My septic system requires 3 circuits. A 10Amp & 2 20Amps. Using schedule 40 conduit in a 80ft run underground to the 3 pole emergency service disconnect. Can these three circuits share a ground? And if so what size does it need to be?
On sharing ground, that's not a problem, it just needs to be sized for the largest circuit. You are vanishingly unlikely to have a ground fault on 2 circuits at once. However:
You're up against a NEC 225.30 limit. You can only run one feeder or circuit to an outside location, unless they are
Different voltages, frequencies, or uses. For example, control of outside lighting...
For instance, you can't run two 120V circuits out there. You can, however, run two 120V circuits if one of them is switched inside the house.
You can also run, separately, a 120V, 120/240V, and 240V-only circuit.
So that gives you a fair variety. Two 120V circuits can be accomplished as a 120/240 multi-wire branch circuit.

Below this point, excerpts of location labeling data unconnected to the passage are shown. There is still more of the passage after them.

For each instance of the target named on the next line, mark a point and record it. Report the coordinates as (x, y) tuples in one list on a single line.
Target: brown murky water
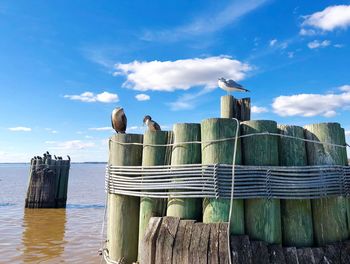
[(71, 235)]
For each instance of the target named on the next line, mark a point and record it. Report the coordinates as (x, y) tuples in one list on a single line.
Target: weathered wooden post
[(151, 156), (297, 229), (235, 108), (44, 183), (262, 215), (123, 211), (329, 214), (217, 210), (186, 208)]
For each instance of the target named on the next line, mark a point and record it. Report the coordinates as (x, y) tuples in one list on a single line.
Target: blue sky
[(64, 66)]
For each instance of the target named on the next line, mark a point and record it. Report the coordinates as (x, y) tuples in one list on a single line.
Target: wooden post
[(329, 214), (233, 108), (217, 210), (123, 211), (262, 216), (188, 208), (152, 155), (297, 229)]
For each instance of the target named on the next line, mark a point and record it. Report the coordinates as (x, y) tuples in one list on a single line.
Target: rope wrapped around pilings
[(214, 181)]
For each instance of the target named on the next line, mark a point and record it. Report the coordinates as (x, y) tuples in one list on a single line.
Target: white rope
[(232, 191), (227, 139)]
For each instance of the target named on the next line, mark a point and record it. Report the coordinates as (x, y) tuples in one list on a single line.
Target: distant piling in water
[(48, 182)]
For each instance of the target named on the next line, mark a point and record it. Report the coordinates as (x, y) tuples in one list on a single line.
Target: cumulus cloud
[(71, 144), (318, 44), (307, 32), (312, 104), (100, 128), (180, 74), (273, 42), (329, 19), (89, 97), (258, 109), (20, 129), (142, 97)]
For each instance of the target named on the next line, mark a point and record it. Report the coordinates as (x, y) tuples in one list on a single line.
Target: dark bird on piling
[(230, 86), (152, 125), (119, 120)]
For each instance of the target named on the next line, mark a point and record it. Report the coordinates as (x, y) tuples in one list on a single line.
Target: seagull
[(230, 86), (119, 120), (152, 125)]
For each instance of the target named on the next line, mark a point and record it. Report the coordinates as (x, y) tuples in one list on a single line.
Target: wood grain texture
[(262, 216), (297, 227), (147, 247), (152, 156), (123, 211), (165, 240), (186, 208), (329, 214), (217, 210)]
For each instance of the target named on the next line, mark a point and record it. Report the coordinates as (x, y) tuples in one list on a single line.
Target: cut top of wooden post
[(235, 108)]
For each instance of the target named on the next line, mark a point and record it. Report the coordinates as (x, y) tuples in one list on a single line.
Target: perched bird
[(230, 86), (152, 125), (119, 120)]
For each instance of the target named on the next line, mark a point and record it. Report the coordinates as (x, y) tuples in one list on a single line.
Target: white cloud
[(51, 130), (89, 97), (307, 32), (259, 109), (74, 144), (20, 129), (318, 44), (345, 88), (330, 18), (312, 104), (142, 97), (206, 23), (101, 128), (273, 42), (180, 74)]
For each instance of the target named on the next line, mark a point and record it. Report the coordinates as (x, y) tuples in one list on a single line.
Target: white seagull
[(230, 86)]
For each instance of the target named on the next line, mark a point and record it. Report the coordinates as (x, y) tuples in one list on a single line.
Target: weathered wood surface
[(262, 216), (186, 208), (123, 211), (147, 250), (297, 228), (217, 210), (151, 156), (276, 254), (42, 189), (241, 250), (165, 240), (45, 187), (329, 214), (235, 108), (182, 243), (260, 252), (291, 255), (173, 241)]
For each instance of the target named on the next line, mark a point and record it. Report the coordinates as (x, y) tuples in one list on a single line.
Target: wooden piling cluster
[(48, 182), (293, 223)]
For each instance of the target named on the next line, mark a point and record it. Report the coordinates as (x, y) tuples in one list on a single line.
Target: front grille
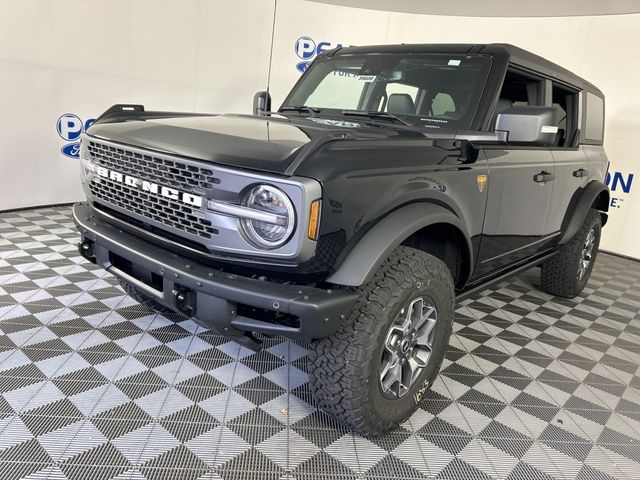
[(149, 167), (163, 171), (168, 212)]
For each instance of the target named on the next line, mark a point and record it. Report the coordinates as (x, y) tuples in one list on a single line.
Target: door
[(520, 189)]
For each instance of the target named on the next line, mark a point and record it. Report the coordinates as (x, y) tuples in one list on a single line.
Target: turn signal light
[(314, 220)]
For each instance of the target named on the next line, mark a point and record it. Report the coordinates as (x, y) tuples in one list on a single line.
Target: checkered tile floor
[(94, 386)]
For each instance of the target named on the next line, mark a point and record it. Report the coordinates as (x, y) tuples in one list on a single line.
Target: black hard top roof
[(516, 56)]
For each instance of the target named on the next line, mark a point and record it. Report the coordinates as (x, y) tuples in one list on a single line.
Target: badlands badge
[(482, 182)]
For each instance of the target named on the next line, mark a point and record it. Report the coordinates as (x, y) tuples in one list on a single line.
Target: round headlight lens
[(278, 222)]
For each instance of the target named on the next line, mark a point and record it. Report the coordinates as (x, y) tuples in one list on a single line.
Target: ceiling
[(498, 8)]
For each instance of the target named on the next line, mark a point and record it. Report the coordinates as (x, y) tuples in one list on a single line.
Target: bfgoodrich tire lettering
[(345, 368), (566, 274)]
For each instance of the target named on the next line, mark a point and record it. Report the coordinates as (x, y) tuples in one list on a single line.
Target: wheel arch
[(594, 195), (426, 226)]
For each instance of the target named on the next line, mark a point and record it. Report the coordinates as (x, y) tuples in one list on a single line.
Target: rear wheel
[(567, 273), (374, 371)]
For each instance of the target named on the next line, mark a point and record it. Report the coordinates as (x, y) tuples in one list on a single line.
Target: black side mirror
[(261, 103), (529, 125)]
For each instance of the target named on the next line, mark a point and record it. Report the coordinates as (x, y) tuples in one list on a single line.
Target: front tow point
[(185, 301)]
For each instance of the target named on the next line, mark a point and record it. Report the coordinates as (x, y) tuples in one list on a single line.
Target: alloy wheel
[(407, 347)]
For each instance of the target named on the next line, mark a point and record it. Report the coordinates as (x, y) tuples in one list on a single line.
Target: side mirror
[(261, 103), (529, 125)]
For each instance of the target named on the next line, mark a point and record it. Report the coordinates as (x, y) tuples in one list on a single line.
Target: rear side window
[(594, 118)]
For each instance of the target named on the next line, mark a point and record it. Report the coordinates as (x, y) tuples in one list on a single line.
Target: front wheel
[(566, 274), (374, 371)]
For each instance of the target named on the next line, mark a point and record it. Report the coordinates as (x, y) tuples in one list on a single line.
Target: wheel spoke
[(407, 347), (425, 333), (391, 375)]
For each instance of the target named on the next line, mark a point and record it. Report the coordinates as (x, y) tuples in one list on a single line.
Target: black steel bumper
[(235, 306)]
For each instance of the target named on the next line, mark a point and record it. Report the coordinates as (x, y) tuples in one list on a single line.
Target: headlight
[(274, 227)]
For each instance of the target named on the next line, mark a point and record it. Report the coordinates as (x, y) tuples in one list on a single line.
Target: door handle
[(543, 177)]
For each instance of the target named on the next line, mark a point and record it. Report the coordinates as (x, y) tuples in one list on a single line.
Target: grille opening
[(167, 212), (151, 279), (268, 316), (179, 175), (150, 228)]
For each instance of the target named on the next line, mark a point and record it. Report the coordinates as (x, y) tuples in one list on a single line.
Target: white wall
[(81, 56)]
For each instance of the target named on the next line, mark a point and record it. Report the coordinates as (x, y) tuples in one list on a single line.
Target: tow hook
[(86, 250), (185, 301)]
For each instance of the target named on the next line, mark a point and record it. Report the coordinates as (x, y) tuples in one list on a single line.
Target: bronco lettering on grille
[(145, 186)]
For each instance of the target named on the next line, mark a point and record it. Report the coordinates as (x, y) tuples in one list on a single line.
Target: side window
[(565, 101), (594, 118), (519, 90)]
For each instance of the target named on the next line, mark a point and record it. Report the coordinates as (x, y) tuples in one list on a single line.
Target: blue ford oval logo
[(71, 150)]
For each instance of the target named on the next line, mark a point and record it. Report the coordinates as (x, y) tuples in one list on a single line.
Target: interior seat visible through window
[(401, 103)]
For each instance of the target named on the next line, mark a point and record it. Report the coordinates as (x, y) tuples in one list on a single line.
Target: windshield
[(426, 90)]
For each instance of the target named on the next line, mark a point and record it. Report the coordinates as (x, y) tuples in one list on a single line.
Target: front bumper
[(235, 306)]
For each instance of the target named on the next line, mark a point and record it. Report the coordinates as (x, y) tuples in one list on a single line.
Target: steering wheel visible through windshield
[(426, 90)]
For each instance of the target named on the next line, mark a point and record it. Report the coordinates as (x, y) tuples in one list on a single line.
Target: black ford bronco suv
[(392, 180)]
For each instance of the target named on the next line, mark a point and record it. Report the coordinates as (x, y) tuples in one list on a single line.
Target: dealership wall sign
[(620, 184), (307, 49), (70, 127)]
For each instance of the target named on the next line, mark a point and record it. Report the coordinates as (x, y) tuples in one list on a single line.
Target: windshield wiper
[(312, 111), (377, 115)]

And then, of course, each circuit controlled differently is entitled to a circuit - e.g. each section of outside lighting. So if there's any question of putting the well pressure switch at the head vs at the house, put it at the house - it gives you a free circuit.
In fact, hold on -- won't that well pump be 240V*? Of course it will. Your shutoff needs to operate on every hot, so you need 2 blades in your shutoff switch just for the pump. Fortunately, you can have multiple shutoff switches, up to 6.
* By the way, the reason pumps are 240V is voltage drop -- it's not the run from house to well that gets ya, it's the run down the well, which can be hundreds of feet. Well pumps are at the bottom.
Eighty feet is a long run. You will likely encounter some line loss at this distance. I would increase the wire gauge by one greater for each of the circuit's conductors in order to reduce the amount of resistance through the wires and therefore the amount of voltage drop. Watch your conduit fill! Always better to go with a sligtly larger sized conduit in case you have need for more conductors in the future. And larger gauge conductors will also affect your box fill calculations. Spend a bit more money and get the larger sized boxes and larger diameter conduit from the beginning.